Granite State Communications
Granite State Communications is a telecommunications company based in Weare, New Hampshire providing telephone, internet, fiber, and television services to seven towns across the southern part of the state.
History
The company was founded in 1877 when the New Hampshire Legislature granted a charter to the Chester & Derry Telegraph Company, giving rights to construct a telegraph line between the towns of Chester and Derry.
Just a year earlier Alexander Graham Bell invented a new gadget, the telephone. While telephones were yet to be widely available, the people of Chester worked to have telegraph service brought to town.
The first aerial telegraph line was constructed from C.A. Wilcomb’s General Store on Chester Street, through offices in East Derry and Derry Village, terminating at the Boston & Maine Railroad office in Derry Depot. At the Derry Depot office telegraph messages were transferred to the Western Union telegraph lines. Locally, a line was also constructed to the residence of Nathan Goldsmith, with several other stations along the way.
In 1884 Cyrus F. Marston, a Chester resident, connected a (homemade) telephone to the telegraph circuit to receive the results of the election that elected Grover Cleveland president of the United States.
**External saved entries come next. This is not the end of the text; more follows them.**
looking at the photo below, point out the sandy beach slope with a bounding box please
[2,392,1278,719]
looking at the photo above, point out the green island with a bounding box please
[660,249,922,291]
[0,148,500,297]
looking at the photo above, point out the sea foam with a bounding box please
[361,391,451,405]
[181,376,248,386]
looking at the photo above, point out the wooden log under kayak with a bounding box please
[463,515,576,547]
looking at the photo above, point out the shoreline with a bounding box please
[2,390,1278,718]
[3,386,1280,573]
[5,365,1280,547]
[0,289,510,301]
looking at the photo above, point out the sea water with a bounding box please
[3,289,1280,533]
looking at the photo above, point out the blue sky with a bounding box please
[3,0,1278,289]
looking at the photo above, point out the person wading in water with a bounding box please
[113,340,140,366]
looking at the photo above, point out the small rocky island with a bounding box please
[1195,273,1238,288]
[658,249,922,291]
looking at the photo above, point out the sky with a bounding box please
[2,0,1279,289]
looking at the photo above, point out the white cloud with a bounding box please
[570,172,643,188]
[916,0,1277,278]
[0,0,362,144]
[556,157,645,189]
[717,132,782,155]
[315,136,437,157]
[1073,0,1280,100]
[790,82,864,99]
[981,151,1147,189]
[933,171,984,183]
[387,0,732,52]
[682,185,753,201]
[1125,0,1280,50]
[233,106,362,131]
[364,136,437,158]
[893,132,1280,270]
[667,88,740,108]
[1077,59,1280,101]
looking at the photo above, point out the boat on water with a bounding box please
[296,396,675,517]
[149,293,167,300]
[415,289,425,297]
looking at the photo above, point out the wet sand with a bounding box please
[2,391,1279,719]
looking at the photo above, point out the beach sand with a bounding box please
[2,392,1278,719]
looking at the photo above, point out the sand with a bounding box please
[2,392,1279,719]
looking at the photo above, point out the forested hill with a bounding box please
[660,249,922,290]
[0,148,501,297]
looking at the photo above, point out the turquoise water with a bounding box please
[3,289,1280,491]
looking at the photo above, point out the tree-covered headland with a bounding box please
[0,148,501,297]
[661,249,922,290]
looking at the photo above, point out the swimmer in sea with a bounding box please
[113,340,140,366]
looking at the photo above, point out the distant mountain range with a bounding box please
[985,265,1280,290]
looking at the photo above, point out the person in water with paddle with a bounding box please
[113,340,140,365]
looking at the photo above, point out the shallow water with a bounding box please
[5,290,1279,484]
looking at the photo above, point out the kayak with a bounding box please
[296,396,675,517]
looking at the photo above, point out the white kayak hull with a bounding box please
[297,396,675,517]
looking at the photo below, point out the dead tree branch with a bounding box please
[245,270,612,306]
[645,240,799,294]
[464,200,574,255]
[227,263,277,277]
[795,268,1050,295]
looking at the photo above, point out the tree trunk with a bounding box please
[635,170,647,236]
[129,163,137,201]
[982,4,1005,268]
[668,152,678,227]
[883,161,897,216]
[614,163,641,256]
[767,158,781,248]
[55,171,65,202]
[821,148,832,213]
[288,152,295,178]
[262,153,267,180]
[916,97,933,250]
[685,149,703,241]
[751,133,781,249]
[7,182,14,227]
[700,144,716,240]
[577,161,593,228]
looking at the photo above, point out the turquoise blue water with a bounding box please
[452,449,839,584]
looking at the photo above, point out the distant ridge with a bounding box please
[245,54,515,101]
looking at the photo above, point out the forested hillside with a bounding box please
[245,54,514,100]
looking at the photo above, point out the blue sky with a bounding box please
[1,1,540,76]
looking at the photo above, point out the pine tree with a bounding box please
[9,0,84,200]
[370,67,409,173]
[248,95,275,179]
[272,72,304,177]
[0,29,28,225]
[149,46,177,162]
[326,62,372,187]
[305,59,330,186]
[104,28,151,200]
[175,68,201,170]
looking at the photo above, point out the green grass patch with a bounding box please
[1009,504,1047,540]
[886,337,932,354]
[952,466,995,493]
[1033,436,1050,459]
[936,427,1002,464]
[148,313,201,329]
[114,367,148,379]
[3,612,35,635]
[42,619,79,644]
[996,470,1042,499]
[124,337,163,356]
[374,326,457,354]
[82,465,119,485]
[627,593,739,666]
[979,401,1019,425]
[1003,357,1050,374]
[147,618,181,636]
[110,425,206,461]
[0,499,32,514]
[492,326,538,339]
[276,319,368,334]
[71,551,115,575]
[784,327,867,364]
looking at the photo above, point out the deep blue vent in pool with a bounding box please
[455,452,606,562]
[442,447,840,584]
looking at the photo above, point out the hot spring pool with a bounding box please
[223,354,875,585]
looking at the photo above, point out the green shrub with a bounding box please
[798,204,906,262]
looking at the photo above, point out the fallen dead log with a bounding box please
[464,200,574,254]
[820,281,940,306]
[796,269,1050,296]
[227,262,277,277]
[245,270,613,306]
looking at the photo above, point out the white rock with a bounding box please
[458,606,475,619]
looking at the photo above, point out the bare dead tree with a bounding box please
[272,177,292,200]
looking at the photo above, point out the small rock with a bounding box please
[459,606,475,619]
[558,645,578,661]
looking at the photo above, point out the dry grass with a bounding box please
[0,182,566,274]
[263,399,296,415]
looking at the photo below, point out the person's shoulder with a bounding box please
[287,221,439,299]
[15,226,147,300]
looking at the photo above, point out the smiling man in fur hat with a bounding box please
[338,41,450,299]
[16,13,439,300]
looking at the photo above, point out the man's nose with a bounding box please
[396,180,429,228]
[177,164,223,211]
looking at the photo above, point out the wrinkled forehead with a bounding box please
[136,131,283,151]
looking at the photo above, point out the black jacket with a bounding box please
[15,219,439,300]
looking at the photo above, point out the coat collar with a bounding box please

By 1886 telephones had become more popular and the company had added telephone equipment in each of the established offices along with telegraph equipment and telephone lines had been extended to several outlying areas of Chester.
The first central office was located at Wilcomb’s General Store, and that consisted of a small manual switchboard. Mr. Wilcomb would answer an incoming telephone call and connect it manually to the party being called between waiting on customers in the store. In 1914 it was relocated to a building at the junction of routes 121 and 121A, adjacent to the old Glidden Tavern, and there it remained for 44 years. A new building was constructed at 7 Derry Road (Route 102) in 1957 to house new central office switching equipment.
In the years after World War II customers were demanding modern automatic telephone service. These demands required rural telephone companies to improve service or sell to a company with greater capital to make the improvements. The owners of the Weare Telephone Company, Wilder and Iola Tenney, were frustrated by these demands and offered the company for sale. The Weare Telephone Company had been organized in 1904 and was franchised to operate in the towns of Weare and Deering.
In 1958 the Triangle Telephone Company was acquired, a company that operated in Hillsboro Upper Village, Hillsboro Lower Village, Windsor and Washington. This company consisted of a magneto exchange operated out of the home of the owners, Mr. and Mrs. R.V. Hodgeman, in Hillsboro Upper Village.
In 2009 the company changed its name to Granite State Communications.